Bangladeshis living abroad fear that their food stocks will exhaust soon leaving them into uncertainty
ANISUR RAHMAN KHAN, Dhaka

Bangladeshi expatriates staying in coronavirus-affected countries are passing their days in great anxiety. Some of them in western countries fear that their food stocks will be used up in 15-20 days, while others are worried about being infected by the virus that is spreading rapidly.

This correspondent spoke to some of the expatriates living in different countries on residential visas and for service purposes in the US, Japan, and Middle East countries. In the USA, Bangladeshis are in panic as most of the grocery shops have become empty.

Some Bangladeshi expatriates have been running their grocery business among the Bangla community in the US by importing Bangladeshi products by ships or air. Unfortunately, both the sea and air routes are suspended due to the COVID-19 pandemic globally. So, the expatriates are worried as they will not be able to get their food items after 15-20 days if the situation deteriorates.
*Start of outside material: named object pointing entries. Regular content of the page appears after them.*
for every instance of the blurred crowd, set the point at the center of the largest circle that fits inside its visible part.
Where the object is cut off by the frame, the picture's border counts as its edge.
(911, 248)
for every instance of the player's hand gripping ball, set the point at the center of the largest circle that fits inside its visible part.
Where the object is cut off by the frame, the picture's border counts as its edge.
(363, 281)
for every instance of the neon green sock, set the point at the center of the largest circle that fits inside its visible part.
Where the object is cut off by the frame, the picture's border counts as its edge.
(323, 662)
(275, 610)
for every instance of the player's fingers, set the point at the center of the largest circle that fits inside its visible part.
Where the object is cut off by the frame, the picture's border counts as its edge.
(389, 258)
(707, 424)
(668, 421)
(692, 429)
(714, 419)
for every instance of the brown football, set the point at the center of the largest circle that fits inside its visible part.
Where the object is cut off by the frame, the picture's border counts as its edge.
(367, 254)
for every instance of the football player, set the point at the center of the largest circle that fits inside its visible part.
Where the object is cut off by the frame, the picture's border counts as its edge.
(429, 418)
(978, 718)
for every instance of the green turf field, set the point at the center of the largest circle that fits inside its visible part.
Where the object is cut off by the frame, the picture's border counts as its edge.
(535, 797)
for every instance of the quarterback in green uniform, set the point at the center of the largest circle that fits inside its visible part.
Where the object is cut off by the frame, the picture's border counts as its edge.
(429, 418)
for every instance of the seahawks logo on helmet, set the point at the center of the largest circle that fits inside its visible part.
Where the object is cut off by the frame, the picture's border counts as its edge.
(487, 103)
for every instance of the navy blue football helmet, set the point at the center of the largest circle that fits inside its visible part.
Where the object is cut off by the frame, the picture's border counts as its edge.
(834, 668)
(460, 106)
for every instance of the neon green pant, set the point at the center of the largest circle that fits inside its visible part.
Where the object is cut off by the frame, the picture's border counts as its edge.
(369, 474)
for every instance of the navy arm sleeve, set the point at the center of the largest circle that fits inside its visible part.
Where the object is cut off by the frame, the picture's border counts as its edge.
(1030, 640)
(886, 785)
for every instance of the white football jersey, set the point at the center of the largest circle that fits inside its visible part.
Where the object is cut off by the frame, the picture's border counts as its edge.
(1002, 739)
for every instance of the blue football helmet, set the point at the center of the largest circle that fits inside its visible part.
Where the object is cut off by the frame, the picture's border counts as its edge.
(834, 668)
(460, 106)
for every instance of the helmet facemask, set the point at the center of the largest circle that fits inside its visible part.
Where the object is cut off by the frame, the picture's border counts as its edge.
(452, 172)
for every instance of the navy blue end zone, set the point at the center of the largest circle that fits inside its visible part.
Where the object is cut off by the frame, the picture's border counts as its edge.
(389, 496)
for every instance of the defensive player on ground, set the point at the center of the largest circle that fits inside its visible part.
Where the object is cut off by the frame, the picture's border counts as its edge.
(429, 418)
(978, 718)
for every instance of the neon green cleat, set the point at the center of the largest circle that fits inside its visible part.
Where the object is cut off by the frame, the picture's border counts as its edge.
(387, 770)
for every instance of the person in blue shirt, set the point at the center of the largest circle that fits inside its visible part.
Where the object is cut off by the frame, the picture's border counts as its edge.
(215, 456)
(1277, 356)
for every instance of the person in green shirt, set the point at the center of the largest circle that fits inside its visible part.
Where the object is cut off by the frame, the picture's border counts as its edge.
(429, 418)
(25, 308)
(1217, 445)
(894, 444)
The US health department has asked people to be careful for the next seven days. It advised people not to leave home for bread, rations, or anything, unless it is for dire necessity, because the worst phase has begun, Ahad Ahmed, a Bangladeshi living in Michigan, told The Independent.

“The incubation period gets over by April 7. It is very important to stay at home till then and not to allow visits from anyone. This is for the good of all,” he said. He also said

Bangladeshis in the US can lead their daily life for at least two months with the cash in hand, but they are likely to face a food crisis in the days to come.

“The Bangladeshi grocery shops will be shut down from April 1 as their stocks have almost ended. There will likely be a food crisis after two weeks in this area, especially in New York, as it would take months to collect food from Bangladesh and India for Bangladeshis there,” he added.

He said there is a shortage of masks and other medical equipment to cope with COVID-19.

The Japanese government has already locked down all parks, theatres, and cineplex until further notice, Sheikh Harun, a Bangladeshi expatriate living in Saitama, near Tokyo, told this correspondent.

“The people are facing a severe crisis of face masks, personal protective gowns, and other medical equipment. The roads are empty as the local municipal authorities have imposed restrictions on movement, asking people to maintain physical distance from each other during shopping and collecting food or other work,” he said in reply to a query.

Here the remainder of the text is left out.